As one political analyst put it, this philosophy became a "beacon" for left-of-center parties around Europe, all of whom had "similar baggage to shed" heavy-handed "statism," domination by "dinosaur" trade union leaders, tax-and-spend policies that only created new problems and an inflexibility in dealing with them.
For Mr. Blair, what the "Third Way" became was a "magic carpet" for catapulting his left-wing Laborites into power, presenting them as business-friendly, tough on crime and reluctant to tax and spend. In 1997, he won by a landslide.
But much of the wind has gone out of the "Third Way." In Britain, crime is soaring and the prison population has risen to record levels. The government has resumed increasing taxes to rescue a dilapidated health service. The railroad network has deteriorated to the point where it is described as the worst in Europe.

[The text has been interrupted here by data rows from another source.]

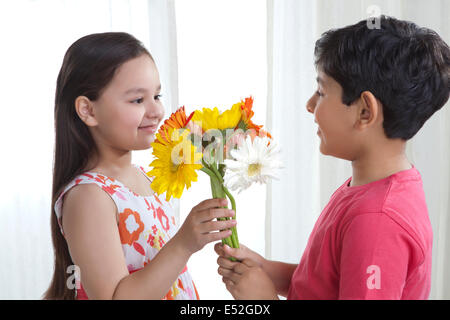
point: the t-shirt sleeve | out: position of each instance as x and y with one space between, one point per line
375 257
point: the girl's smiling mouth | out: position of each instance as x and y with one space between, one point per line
149 129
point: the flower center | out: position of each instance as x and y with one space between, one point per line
254 169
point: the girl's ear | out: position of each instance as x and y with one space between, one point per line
85 111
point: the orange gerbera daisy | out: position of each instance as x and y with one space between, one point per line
247 114
177 120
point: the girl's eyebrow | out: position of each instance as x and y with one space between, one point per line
138 90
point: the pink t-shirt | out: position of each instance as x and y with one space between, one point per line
370 242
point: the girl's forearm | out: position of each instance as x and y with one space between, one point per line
155 279
280 273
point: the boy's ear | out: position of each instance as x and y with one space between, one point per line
370 110
85 111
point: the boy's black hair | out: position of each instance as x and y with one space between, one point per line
406 67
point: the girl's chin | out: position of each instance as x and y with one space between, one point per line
144 145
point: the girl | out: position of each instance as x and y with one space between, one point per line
107 225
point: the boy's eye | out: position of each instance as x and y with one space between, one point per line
138 100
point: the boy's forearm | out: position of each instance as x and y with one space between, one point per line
280 273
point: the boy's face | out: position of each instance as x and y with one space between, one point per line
336 120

Another major problem for the "Third Way" and a key reason for the West Country meeting at a stately home in England is that its benign philosophy of caring has run squarely up against the major headache of immigration, legal and illegal, across Europe.
That is the driving force behind the rise of far-right parties in France, Denmark, the Netherlands and Austria, as well as some striking local election victories by the anti-immigrant British National Party.
Center-left leaders from across Europe were invited to the England conference, which was expected to last three days. But political sources said German Chancellor Gerhard Schroeder, who is trailing in his bid for re-election this year, would be absent. So would Lionel Jospin, who lost in the recent French presidential elections.
Insiders said delegates from several European socialist governments were on hand, along with representatives from the U.S. Democratic Party and Mr. Blair's own government and ruling Labor Party.
The key is Mr. Clinton, who despite Tony Blair's well-publicized success with it, is himself the father of the "Third Way." Mr. Clinton first sketched out the concept in a State of the Union address where he spoke of moving beyond a debate in which the government was either the enemy or the answer.
Mr. Blair embraced the concept days later in outlining the four basic values of equal worth, opportunity for all, responsibility and community. The "Third Way," he insisted "is not an attempt to split the difference between right and left. It is about traditional values in a changed world."
The British leader and the ex-president share something of a mutual admiration society. "I am a great admirer of Tony," Mr. Clinton said last year. "He and I will be friends for life." Mr. Blair has been equally effusive regarding Mr. Clinton.